ITEMS FROM THE UNITED KINGDOM
JOHN INNES CENTRE
Norwich Research Park, Colney, Norwich NR4 7UH, United Kingdom.
A new hexaploid wheat mutant exhibiting high homoeologous chromosome
pairing.
J.W. Snape, T.E. Miller, M. Roberts, S.M. Reader, L.J. Fish, T.N. Foote,
and G. Moore.
As part of the strategy to positionally clone the genes controlling homoeologous chromosome pairing in wheat, lines need to be identified that carry deletions of these genes. Such lines then can be used to precisely delimit their chromosomal location. Therefore, approximately 3,000 seed from a Highbury DH line containing a Chinese Spring chromosome 5B substitution were irradiated with fast neutrons, and M2 lines were selected that exhibited reduced fertility. A number of RFLP markers located on the long arm of wheat homoeologous group 5 were turned into PCR-based markers so that individual loci on chromosome 5B could be identified by a simple + or - PCR assay. The lines exhibiting reduced fertility were screened using the PCR-based approach to identify those carrying deletions on chromosome 5BL. One line was identified that was assessed for its level of homoeologous pairing and shown to have a higher level than that observed in the Sears' mutant (ph1b) but equivalent to the homoeologous pairing observed in nullisomic 5B lines.
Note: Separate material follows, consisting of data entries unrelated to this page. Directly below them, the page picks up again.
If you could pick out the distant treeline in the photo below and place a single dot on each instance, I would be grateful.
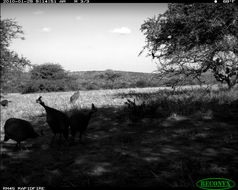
(94, 80)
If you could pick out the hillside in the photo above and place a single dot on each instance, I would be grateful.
(109, 79)
(95, 80)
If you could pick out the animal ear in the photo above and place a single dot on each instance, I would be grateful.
(38, 99)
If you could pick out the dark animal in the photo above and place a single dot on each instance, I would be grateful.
(18, 130)
(74, 97)
(4, 102)
(79, 122)
(57, 120)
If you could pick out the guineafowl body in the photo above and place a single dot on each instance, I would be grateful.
(4, 102)
(79, 122)
(18, 130)
(57, 120)
(74, 97)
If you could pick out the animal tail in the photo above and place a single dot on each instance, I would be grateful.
(6, 138)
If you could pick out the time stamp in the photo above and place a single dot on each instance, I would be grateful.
(44, 1)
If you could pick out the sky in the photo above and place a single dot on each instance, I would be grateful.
(84, 37)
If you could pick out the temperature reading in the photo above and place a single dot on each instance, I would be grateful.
(228, 1)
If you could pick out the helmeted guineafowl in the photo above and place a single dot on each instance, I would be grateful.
(79, 122)
(18, 130)
(57, 120)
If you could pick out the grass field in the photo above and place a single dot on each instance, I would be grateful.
(176, 139)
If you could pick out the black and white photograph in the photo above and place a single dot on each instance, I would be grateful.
(129, 95)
The data suggest that more than one gene (or locus) may controll homoeologous pairing on wheat chromosome 5BL.
Association of homologous chromosomes during floral development in
wheat.
L. Aragón-Alcaide, S.M. Reader, A.F. Beven, P.J. Shaw, T.E. Miller, and G. Moore.
To study the occurrence of homologous chromosome pairing in wheat, we used vibratome sections of wheat florets to determine the location of homologous chromosomes, centromeres, and telomeres in different cell types of developing anthers. Fluorescent in situ hybridization followed by confocal microscopy demonstrated that during floral development, when the meiocytes and tapetal cells are not distinguishable, homologous chromosomes are not associated. However, at the stage when meiocytes and tapetal cells are visually distinguishable, homologous chromosomes (homologues) associate at their centromeres. Then, during premeiotic interphase, the homologous chromosomes align and associate. The association of homologues surprisingly was observed simultaneously in all the surrounding somatic tapetum cells. In a line lacking 5B, the homologues fail to come together at their centromeres and, hence, fail to align and associate premeiotically. Therefore, they align and associate during meiotic prophase. In a previous study using the centromere as a reporter, we had shown that the loci Ph1 and Ph2 and loci present in Ae. speltoides affect chromatin organization at the centromere, which is consistent with the confocal observations on chromosome pairing.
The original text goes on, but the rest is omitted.